World Wrestling Entertainment, Inc.
WWE Smackdown matches are visibly fake and weirdly thrilling.
Now we come to wrath, the sin the Lord's soul detesteth. I detesteth it pretty strongly myself. I avoid sports arenas, death metal shows and any other place where wrath reigns king. I'm a pacifist at heart and, frankly, kind of a coward.
The event I chose for wrath was one I dared not attend alone. I chose seats in the furthest reaches of the highest rows, far from the fists of belligerent fans. I wore muted colors. I tried to blend in. I put 9-1-1 on speed dial.
Where I was going, of course, was WWE Smackdown.
"SNOW cones! Cherry SNOW cones!"
Pallets of red and blue snow cones twirled through the rows below. Towering cotton candies bobbed like pink clouds. In the row beside me, a little girl in Coke-bottle glasses held her father's hand. This was not the hell mouth of wrath I was expecting.
As the lights went down on May 28 in the Coliseum (1919 Alliant Energy Center Way), there was a palpable buzz in the air. A woman climbed into the ring wearing an improbably short dress. "Hubba hubba!" the man behind me shouted, hilariously. She introduced our host for the evening, retired wrestler Million Dollar Man.
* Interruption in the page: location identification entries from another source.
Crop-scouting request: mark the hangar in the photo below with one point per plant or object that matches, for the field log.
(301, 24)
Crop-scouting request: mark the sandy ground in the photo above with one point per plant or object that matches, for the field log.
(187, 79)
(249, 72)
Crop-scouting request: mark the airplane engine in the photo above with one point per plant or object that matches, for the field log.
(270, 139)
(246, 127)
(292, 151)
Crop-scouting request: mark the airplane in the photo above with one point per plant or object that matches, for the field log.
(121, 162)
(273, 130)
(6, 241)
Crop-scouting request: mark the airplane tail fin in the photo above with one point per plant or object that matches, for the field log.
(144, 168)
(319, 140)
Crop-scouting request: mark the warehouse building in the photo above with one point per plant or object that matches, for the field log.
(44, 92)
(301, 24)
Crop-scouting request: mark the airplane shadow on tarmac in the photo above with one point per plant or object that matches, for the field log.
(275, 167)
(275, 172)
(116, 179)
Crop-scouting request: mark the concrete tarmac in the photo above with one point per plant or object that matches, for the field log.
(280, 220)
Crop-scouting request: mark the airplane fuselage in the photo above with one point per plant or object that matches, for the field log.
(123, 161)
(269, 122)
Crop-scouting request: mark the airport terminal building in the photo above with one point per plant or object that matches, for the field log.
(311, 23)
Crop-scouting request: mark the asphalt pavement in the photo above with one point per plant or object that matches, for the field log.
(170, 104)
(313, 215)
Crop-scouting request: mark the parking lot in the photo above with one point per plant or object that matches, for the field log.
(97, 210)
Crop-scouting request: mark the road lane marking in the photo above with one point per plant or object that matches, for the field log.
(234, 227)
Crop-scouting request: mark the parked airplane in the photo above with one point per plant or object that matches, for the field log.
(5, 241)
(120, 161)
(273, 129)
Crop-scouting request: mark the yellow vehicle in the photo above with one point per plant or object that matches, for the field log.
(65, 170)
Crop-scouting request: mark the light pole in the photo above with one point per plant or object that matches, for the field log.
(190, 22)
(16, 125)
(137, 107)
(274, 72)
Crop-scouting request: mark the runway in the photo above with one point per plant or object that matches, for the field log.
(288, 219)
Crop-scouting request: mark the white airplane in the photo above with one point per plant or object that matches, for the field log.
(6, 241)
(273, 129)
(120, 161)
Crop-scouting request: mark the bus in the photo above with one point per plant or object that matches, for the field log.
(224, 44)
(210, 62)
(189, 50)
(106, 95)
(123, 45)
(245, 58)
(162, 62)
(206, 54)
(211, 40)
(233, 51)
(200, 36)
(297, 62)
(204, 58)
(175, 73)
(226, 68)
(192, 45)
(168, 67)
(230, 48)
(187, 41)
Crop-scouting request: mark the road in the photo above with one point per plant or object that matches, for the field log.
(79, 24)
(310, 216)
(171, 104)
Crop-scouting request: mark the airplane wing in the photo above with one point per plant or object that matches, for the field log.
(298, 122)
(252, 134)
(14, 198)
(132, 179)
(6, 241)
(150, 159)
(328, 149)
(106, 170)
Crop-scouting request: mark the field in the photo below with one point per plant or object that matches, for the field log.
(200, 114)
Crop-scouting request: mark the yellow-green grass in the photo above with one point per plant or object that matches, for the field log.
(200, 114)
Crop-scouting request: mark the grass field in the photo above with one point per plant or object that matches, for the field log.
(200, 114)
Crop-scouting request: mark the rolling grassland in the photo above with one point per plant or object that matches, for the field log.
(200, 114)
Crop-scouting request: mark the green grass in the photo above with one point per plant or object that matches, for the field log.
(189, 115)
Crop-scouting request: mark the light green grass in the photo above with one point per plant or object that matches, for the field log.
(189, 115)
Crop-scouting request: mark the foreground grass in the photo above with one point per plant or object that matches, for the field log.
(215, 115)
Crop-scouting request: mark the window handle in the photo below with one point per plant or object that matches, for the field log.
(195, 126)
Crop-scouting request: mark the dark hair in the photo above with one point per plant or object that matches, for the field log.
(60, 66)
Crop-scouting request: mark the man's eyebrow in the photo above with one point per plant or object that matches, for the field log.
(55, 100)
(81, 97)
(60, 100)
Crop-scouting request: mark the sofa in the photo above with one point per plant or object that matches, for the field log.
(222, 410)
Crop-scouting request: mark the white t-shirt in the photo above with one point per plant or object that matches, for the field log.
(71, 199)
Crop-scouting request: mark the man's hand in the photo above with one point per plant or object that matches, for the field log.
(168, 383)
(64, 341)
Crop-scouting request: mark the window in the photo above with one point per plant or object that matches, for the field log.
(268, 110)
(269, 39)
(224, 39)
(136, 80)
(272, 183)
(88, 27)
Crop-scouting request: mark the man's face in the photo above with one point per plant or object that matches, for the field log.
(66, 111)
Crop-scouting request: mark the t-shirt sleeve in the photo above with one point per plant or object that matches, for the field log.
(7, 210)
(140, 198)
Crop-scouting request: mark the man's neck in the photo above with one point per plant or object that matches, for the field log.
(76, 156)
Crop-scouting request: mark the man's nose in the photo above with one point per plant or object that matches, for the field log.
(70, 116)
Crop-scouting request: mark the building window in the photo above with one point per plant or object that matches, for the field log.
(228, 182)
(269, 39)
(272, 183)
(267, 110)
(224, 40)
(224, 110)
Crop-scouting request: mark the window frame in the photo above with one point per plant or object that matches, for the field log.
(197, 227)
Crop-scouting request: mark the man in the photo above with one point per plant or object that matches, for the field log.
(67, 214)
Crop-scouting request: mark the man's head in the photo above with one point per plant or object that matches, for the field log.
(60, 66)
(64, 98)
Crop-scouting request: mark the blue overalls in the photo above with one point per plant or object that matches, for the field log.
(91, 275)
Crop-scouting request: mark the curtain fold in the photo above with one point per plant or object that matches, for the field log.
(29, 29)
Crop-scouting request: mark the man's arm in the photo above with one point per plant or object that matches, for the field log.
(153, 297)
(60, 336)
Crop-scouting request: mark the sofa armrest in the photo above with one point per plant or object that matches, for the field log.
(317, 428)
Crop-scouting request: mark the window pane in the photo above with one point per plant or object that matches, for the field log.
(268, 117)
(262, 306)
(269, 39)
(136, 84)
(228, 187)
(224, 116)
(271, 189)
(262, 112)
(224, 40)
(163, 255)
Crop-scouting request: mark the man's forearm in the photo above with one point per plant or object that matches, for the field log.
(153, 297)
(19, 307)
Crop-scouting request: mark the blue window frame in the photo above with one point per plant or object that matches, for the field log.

The matches were ballet-like in their choreography, and despite being visibly fake, they were weirdly thrilling. When a villain entered the ring, the audience broke into a deafening chorus: "You suck! You suck!" The villains delivered ire-filled speeches, taunting the audience and their opponents. By the end of the show, we wondered why we didn't watch this every week. After a night of shouting and vicarious rage, I felt calm, relaxed, collected, like the end of an emotional release. Maybe a little wrath isn't so bad after all.